An 18-wheeler popped a tire ahead of us with a loud crack that rang out like a shot. It was a sound so loud it affects your other sense—leaving a taste of metal in your mouth, your fingertips numb, an electric shock to the heart. The force of the tire popping and the sudden loss of speed had shredded the hood of the truck, and through the rain, we saw that the truck no longer looked white, but chewed up and blackened. Pieces of tire rolled across the highway like tumbleweeds. I couldn’t avoid them, and my body tensed as we rolled over it, rubber banging the bottom of our car. Just as quickly as the storm had come, it passed and we drove on.
By evening we’d been driving up and down winding, small highways for hours, and we were bone tired. We pulled into Zion National Park right before nightfall. We’d forgotten it was one of the great wonders of America, and not just a $25 fee and a pink mark on the map, a roadblock in between where we were and where we needed to be. We pulled our car into the park, ready to bat our eyes if necessary. We peered up at the ranger, perched in his station, and asked, “Is there any way for us to just get around the park and be at our destination before dark?”
He blinked, not understanding the question. It was one he’d probably never heard. He just shook his head, took our money, and handed us a map of Zion. We drove through one of America’s most splendorous wonders, mouths agape. We rolled our windows down and inched our way through, cruising around its craggy corners as slowly as we could. We heard the sound of wobbly white baby mountain goats bleating on the rocky cliffs, and could see them in the distance following their mothers, balancing on spindly legs and stopping to chew the brush dotting their path. Tourists wandered the park in hiking shoes tied too tight, packs of children in tow. They had come great distances, some many thousands of miles away, just to see this place. We stopped to use the bathroom and buy postcards, and then we moved on. I decided to always look forward and never look back.
Along the Arizona/Utah border, we passed a herd of domesticated buffalo. We sailed by, me craning my neck across the single-lane highway.
“Shit! Mom! Buffalo!”
“Well, what are you doing? Pull over.”
This was my favorite version of my mom, when she was relaxed and unhurried, ready for adventure. When she’s happy like this, the whole world lights up her face. She’s ready for mischief and learning, ready to see the world. And so we pulled the little car over into a rolling, grassy ditch.

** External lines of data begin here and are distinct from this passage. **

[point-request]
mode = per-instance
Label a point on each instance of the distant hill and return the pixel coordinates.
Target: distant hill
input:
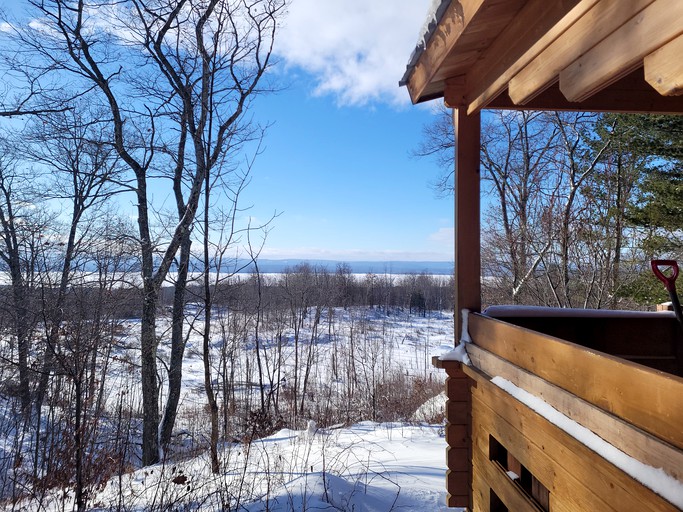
(359, 267)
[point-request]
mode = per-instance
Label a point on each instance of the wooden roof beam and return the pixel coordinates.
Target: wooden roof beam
(664, 68)
(608, 61)
(537, 24)
(458, 15)
(594, 25)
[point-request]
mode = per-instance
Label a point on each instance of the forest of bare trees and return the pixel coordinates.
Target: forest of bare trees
(575, 205)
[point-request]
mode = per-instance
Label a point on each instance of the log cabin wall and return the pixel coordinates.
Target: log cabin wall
(520, 461)
(584, 55)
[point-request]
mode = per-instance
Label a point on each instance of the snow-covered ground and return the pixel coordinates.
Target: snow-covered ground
(368, 467)
(363, 466)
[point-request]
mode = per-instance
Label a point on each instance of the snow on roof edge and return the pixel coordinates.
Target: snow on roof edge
(434, 15)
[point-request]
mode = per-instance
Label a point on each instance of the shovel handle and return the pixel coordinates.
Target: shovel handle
(669, 281)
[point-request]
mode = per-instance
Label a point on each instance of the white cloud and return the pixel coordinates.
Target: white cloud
(316, 253)
(356, 50)
(444, 235)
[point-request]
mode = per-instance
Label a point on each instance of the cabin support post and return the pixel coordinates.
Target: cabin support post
(458, 437)
(467, 129)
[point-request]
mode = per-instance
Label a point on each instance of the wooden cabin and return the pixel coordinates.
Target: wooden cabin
(616, 374)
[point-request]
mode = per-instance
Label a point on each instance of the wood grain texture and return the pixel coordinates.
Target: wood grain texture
(646, 398)
(576, 477)
(632, 441)
(588, 30)
(623, 50)
(664, 68)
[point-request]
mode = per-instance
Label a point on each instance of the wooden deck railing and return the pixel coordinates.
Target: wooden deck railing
(637, 409)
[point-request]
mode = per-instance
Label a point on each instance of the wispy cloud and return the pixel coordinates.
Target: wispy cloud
(356, 50)
(316, 253)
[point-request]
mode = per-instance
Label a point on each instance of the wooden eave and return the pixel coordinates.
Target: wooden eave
(600, 55)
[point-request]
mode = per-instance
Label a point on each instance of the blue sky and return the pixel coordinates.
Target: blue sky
(345, 183)
(336, 164)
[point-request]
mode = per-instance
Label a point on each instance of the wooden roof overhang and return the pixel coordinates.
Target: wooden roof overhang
(588, 55)
(594, 55)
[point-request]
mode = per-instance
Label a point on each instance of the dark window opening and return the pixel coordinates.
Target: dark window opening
(522, 477)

I ran 30 feet along the large white fence, just to marvel at the herd of buffalo: mamas and papas and tiny baby buffalo, necks naked and heads unadorned, nudging at their mothers’ sides. They were too far away to take a photo, so I just stood there, across the field, arms draped loosely over the fence posts. I was forced to just experience it, breathe it in, commit what I was seeing to memory. There is something majestic and sad and distinctly American about buffalo, and they stir up feelings: wanderlust, openness, a nostalgia for something I’ve never known. An urge to roam the wide wild plains that once existed, tumbling across an untamed land.